BP PLC and other big oil companies based their plans for responding to a big oil spill in the Gulf of Mexico on U.S. government projections that gave very low odds of oil hitting shore, even in the case of a spill much larger than the current one.
The government models, which oil companies are required to use but have not been updated since 2004, assumed that most of the oil would rapidly evaporate or get broken up by waves or weather. In the weeks since the Deepwater Horizon caught fire and sank, real life has proven these models, prepared by the Interior Department's Mineral Management Service, wrong...
The oil companies may have bought into the competency of the MMS's scientists.
The government's optimistic forecasts reinforced the oil industry's confidence in its spill-prevention technology, leading to decisions that left both oil companies and the government ill-prepared for the disaster that has unfolded in the Gulf since April 20.Although the oil companies may have believed the ocean flow models, some other scientists did not.
The government's spill models have been at the center of years of debate among scientists that study oil spills. One study in the late 1990s used satellites to track almost 100 "drifters" set loose in the Gulf of Mexico to mimic floating oil. The paths of the drifting objects were compared with what the model predicted. After 30 days, the average discrepancy was 300 miles. "We have observed differences of some magnitude," a 2003 paper said, summarizing the study.Scientists at the Mineral Management Services remained confident of their model's prediction even as they accepted other's findings and attempted to update their models.
But the researchers, led by a team of scientists from the Interior Department's MMS, concluded that the results were "neither surprising nor disappointing," and "do not negate the utility" of the model. The scientists said the findings could lead to improvements in oil-spill modeling.The inaccuracy of the Service's model and their requirement that oil companies use these projections are typical of inefficiencies of regulatory agencies and only add to doubts about the ability of regulation to limit catastrophic events. They could have required the oil companies to use the MMS's oil flow projections as a base, allowing the companies to offer plans for more costly outcomes than projected by the government.

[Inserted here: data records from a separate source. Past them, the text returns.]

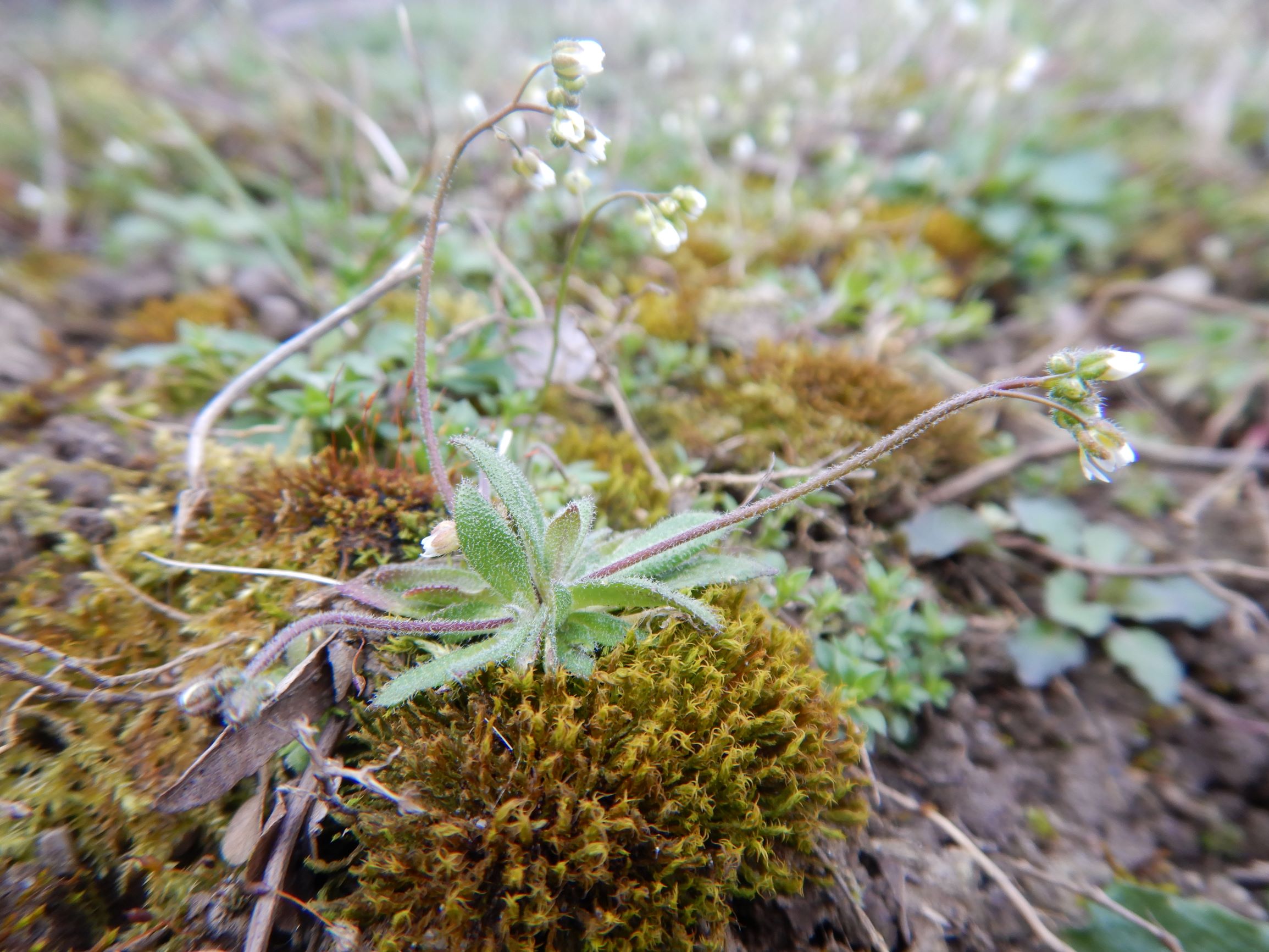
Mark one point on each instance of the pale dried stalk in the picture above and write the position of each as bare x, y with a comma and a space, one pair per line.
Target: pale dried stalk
1001, 879
196, 450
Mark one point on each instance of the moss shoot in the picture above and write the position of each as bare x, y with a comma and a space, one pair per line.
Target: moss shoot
621, 813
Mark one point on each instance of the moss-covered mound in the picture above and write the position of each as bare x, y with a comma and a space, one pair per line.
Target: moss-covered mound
621, 813
87, 772
805, 401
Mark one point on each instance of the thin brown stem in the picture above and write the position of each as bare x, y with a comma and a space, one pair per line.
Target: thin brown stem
884, 446
428, 254
1213, 567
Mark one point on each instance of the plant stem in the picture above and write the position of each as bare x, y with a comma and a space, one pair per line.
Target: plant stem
428, 253
1054, 405
570, 259
884, 446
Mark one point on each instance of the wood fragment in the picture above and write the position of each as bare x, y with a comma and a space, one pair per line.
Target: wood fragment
999, 876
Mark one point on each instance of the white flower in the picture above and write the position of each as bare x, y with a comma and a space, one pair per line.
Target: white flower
1110, 363
691, 201
1103, 450
572, 59
443, 540
1122, 363
531, 165
569, 126
666, 235
593, 145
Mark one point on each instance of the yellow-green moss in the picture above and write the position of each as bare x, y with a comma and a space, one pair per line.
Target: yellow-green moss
627, 497
155, 322
805, 401
619, 813
96, 768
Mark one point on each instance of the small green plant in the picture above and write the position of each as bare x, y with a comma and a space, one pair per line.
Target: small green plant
890, 649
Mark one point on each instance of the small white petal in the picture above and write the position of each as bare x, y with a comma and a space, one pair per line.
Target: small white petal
1122, 363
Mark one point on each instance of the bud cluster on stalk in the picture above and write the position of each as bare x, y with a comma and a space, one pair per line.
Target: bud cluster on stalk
1075, 375
668, 216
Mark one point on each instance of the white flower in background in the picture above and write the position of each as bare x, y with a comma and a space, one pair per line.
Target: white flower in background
1103, 450
909, 122
692, 203
574, 59
474, 107
443, 540
593, 145
569, 126
1028, 68
966, 13
532, 167
742, 148
121, 153
1111, 364
31, 196
666, 235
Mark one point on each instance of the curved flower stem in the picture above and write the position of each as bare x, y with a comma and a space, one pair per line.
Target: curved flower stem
884, 446
428, 254
1051, 405
274, 646
570, 259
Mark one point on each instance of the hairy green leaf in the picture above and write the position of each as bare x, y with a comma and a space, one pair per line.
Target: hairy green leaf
1064, 602
490, 546
1150, 661
502, 646
566, 534
710, 569
1042, 650
668, 528
626, 592
1198, 925
593, 627
517, 494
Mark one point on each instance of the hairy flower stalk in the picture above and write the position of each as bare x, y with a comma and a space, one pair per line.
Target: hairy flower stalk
428, 256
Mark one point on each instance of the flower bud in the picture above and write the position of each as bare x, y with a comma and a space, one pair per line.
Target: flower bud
531, 165
1069, 390
666, 235
1103, 450
593, 145
1111, 363
573, 59
569, 126
443, 539
691, 201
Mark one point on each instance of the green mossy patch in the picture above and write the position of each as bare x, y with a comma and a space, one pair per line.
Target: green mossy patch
619, 813
96, 768
802, 403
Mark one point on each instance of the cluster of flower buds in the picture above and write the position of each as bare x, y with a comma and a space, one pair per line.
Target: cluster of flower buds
531, 164
1075, 375
667, 218
574, 62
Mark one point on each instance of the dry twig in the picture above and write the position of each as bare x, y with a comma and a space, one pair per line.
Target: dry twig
1099, 895
1001, 879
1212, 567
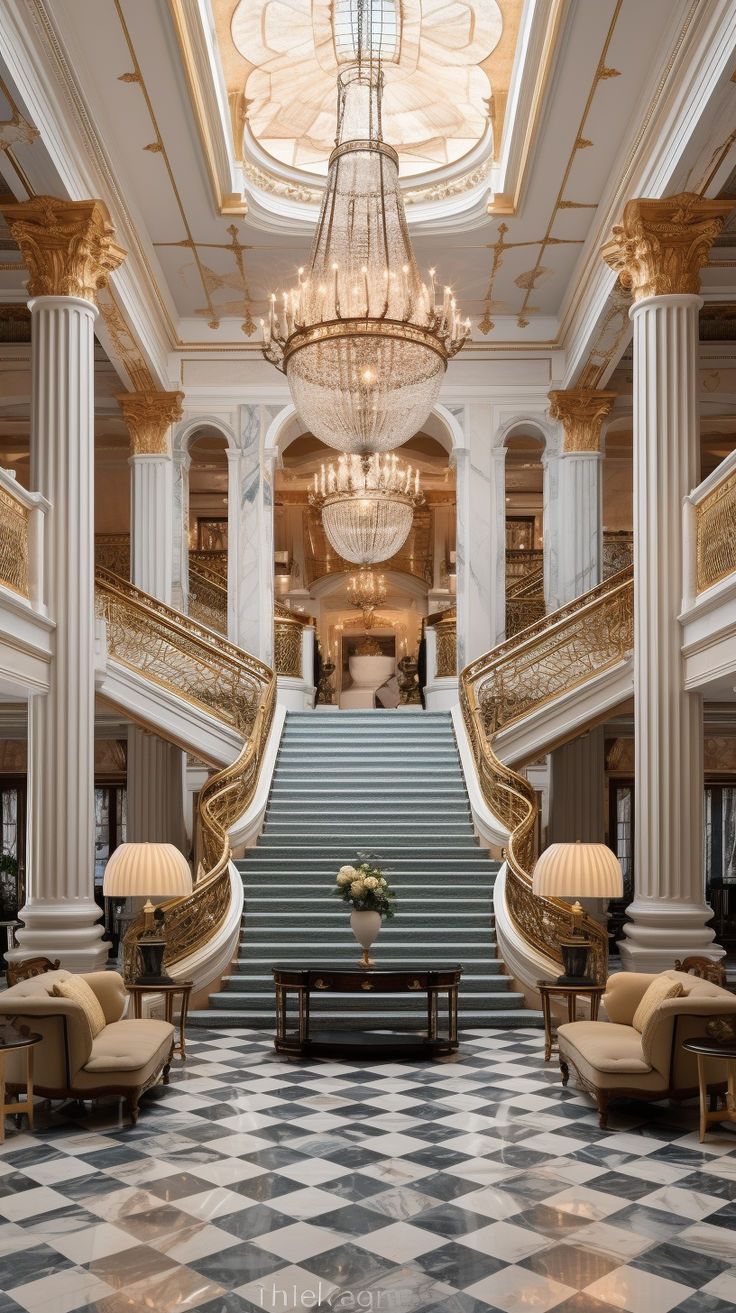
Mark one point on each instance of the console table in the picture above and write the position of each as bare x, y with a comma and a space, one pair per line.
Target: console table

The oil companies too may have failed to plan for worst-case scenarios. The fear of losing tens of billions in a worst-case scenario should have prompted them to have internal contingency plans that differed from the government's plans. Maybe all oil companies with the exception of BP have such plans. If not, why not? Several possible explanations come to mind. They, like many in today's society, could have believed in the omniscience of government and that government scientists had an absolute advantage in measuring the impact of a spill. I could be persuaded that there are economies of scale and scope in developing the models and that the government, which also studies climate change, fisheries, and other subjects that might benefit from ocean flow models. They may have believed that their liability was capped at $75 million. If this is so, bad regulation limiting liability through law is a problem and, given the oil industry's deep pockets to influence legislation, will remain one. The Deepwater Horizon oil spill is truly tragic and it is not possible to avoid the consequences of the occasional worst-case scenario.